It’s safe to say that, at this point, any data you are reporting on isn’t the full amount. Even if you haven’t implemented cookie consent banners for GDPR or CCPA, there are other ways users can prevent their behavior from being tracked, such as features built into their browsers like Intelligent Tracking Prevention in Safari, or Enhanced Tracking Protection in Firefox. Browsers like Brave provide “Shields” that prevent tracking scripts from being loaded. Old-school extensions like Ad-Blockers are used for less technical folks, and browsers have made a cookie’s life span much shorter (1-7 days), making most returning visitors appear new. And for more technical users who use Google Consent Mode, no real data is sent. What is sent is simply modeled data that makes strong assumptions and is completely unreliable for websites with lower traffic.
Source of Data Loss
It’s easy to assume website owners lose up to 70% of their data because modern privacy controls block or limit client-side tracking, meaning analytics scripts never load, never fire, or cannot retain data long enough to be useful.

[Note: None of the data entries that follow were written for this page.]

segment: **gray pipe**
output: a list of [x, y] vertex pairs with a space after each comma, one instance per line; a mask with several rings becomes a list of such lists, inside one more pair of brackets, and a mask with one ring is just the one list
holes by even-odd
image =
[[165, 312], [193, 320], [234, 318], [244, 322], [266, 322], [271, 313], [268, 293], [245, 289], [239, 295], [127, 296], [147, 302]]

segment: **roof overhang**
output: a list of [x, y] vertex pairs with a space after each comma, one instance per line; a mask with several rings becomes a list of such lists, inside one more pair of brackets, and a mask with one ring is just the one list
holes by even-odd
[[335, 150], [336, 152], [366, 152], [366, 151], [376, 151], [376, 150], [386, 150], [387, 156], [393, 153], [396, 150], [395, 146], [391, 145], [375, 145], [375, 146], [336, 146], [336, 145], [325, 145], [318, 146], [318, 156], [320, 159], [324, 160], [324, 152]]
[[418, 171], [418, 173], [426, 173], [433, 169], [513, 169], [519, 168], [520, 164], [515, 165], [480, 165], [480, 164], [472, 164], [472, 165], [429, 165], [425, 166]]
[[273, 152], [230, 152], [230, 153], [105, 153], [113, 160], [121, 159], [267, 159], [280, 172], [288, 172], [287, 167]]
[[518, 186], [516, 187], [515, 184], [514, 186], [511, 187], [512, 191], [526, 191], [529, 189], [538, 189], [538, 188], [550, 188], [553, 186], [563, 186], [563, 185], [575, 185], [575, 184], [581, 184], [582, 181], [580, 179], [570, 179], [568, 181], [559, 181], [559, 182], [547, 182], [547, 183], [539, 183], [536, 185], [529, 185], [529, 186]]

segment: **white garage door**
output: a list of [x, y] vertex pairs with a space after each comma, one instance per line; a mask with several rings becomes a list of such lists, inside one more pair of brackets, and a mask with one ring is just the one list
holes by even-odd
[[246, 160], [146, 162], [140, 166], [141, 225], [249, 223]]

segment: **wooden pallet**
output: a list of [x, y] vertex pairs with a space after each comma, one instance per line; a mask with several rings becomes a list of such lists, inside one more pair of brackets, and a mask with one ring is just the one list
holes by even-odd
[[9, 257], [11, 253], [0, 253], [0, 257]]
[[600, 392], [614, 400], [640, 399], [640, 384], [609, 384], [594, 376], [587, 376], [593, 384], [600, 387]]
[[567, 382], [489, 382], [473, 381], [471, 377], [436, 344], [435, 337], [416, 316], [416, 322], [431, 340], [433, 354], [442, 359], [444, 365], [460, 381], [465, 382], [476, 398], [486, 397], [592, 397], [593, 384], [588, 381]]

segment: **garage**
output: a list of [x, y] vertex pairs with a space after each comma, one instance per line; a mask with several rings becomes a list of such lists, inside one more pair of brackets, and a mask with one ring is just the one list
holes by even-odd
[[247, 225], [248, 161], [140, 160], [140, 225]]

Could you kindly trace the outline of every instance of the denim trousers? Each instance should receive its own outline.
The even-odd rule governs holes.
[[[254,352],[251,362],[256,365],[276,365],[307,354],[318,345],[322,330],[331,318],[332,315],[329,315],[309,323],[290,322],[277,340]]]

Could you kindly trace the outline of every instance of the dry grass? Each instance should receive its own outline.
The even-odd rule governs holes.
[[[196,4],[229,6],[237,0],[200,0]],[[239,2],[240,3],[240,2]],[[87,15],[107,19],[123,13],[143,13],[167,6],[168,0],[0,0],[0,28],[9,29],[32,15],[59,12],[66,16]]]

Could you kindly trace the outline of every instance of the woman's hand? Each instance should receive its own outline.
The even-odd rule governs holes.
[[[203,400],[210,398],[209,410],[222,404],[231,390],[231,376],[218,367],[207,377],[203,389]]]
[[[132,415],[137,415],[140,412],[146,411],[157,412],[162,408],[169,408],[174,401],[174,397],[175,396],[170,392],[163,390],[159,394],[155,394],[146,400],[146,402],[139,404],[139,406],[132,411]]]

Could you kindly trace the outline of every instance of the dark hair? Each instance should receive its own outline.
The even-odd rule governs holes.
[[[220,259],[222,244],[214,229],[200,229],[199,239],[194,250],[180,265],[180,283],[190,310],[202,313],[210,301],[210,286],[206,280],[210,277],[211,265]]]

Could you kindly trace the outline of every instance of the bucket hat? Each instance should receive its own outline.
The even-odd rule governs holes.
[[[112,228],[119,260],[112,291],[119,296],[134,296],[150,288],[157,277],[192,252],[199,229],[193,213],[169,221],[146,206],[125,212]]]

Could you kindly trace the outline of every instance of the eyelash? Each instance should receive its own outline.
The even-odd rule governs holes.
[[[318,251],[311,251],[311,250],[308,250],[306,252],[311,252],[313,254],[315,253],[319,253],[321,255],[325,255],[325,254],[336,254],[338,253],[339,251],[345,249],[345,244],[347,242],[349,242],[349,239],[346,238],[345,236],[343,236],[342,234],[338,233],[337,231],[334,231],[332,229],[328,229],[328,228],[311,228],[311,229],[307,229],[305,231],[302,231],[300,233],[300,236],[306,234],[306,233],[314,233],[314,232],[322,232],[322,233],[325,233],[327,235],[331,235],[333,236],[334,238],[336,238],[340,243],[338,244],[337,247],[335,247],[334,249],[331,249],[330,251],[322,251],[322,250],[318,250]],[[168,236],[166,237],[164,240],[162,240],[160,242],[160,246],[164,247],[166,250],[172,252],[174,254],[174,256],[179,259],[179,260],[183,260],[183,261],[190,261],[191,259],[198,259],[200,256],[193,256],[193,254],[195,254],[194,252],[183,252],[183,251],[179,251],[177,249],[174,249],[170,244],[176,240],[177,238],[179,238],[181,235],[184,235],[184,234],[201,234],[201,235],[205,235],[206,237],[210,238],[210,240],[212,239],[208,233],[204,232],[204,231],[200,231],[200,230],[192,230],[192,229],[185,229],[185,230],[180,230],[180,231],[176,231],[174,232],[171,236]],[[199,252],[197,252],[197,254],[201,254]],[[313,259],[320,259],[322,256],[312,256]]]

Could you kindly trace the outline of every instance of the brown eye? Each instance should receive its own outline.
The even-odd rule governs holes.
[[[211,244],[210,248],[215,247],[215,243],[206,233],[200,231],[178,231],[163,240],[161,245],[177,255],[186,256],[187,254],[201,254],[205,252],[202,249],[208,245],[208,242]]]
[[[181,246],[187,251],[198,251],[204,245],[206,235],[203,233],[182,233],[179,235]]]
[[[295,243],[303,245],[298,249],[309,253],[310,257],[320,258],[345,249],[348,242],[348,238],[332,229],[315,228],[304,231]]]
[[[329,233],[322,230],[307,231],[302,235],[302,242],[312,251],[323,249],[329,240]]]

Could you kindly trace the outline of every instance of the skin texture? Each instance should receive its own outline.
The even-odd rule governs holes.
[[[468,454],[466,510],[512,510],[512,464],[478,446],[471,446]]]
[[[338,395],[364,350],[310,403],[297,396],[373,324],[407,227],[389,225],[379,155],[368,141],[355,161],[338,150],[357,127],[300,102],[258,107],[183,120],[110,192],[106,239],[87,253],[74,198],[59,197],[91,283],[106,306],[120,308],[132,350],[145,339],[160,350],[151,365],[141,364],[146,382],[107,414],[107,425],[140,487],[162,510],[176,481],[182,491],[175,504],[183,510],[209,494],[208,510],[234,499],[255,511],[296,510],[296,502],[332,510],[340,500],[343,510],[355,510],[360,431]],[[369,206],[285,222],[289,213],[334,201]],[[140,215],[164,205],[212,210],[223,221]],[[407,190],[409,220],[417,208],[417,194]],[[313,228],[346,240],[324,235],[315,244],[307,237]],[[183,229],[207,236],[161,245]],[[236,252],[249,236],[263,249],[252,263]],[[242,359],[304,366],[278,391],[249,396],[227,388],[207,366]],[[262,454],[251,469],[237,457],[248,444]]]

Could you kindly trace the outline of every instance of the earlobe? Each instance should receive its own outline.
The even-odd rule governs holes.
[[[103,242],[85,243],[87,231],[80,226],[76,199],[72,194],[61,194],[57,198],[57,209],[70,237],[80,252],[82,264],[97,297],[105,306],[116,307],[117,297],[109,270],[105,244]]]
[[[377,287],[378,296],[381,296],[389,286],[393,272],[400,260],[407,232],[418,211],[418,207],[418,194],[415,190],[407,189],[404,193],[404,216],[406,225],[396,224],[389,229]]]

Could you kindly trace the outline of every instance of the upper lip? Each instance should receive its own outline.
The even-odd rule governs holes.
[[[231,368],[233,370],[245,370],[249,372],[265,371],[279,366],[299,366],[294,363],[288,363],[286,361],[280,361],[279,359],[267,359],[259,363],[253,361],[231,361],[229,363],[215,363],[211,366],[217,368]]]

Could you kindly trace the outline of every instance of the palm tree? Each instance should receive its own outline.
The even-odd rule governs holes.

Here is a likely breakdown of cause and data loss:
- Consent not given: 20-40% data loss
- Browser tracker blocking: 20-35% data loss
- Ad blockers & extensions: 10-30% data loss
- Cookie expiration: 10-20%
- Consent Model modeling gaps: 5-15%
And this is the common outcome in audiences outside of the EU. It becomes worse for European Union (EU) audiences, with data loss up to 80-90%.
Solution
One of the best ways to stop losing so much data is to switch to a first-party data plan that uses server-side tagging. Instead of having your tracking tools run in the user’s browser—where they get blocked by privacy settings, ad blockers, or consent pop-ups—you move the tracking to your own website’s server. This makes the data appear to come straight from your site, so browsers trust it and are less likely to block it. Server-side tagging also lets you control exactly which information you collect and share, helping you stay on the right side of GDPR and other privacy rules.
Here is a high-level overview of a server-side tagging solution.
With server-side tagging, you basically get back all the data lost to browser blocking, ad blockers, and other technical measures.
Server-side tracking can technically collect more data than browsers allow, but you’re still legally required to honor GDPR consent rules. If you send personal data to tools like GA4, Meta, or HubSpot without consent, it’s still a violation. But you can send data to privacy-first analytics tools like Fathom or Plausible without consent because they anonymize it.
My Recommendation
For a website under 200k page views a month that still desires robust reporting, you probably don’t want to build everything from scratch. There are managed services that host the server container for you and act as a central “hub” for first-party events. All of these options follow the same basic pattern: your site sends simple, privacy-safe events to a server you control, and that server is the only one that communicates with Google Analytics, ad platforms, and other tools.
I suggest the following approach.
- Select a “first-party” server-side tagging solution like Cloudflare Zaraz or something similar and connect all of your analytics accounts like HubSpot, GA4, Meta, Fathom, etc.
- Choose a backup “privacy-first” analytics solution like Plausible or Fathom as an alternative (backup) to Google Analytics.
- Implement your consent method and integrate with your SST solution. For example, Zaraz has a “setConsent” method in their API that allows you to direct it appropriately.
Implementing this stack for your data collection will allow you to use different data sources for specific reasons. You would get all the data back that was lost due to modern browser privacy settings and ad blockers. When consent is given, all of your data flows to your other tools. When a user doesn’t consent, their privacy is respected, and you have a backup analytics tool to provide the data that you missed out on before.
Even if you do not need to ask for consent based on your business and privacy requirements, I still recommend implementing a server-side tagging solution like Zaraz at a minimum, and for extra credit, a privacy-first analytics backup to validate the data you see in GA4.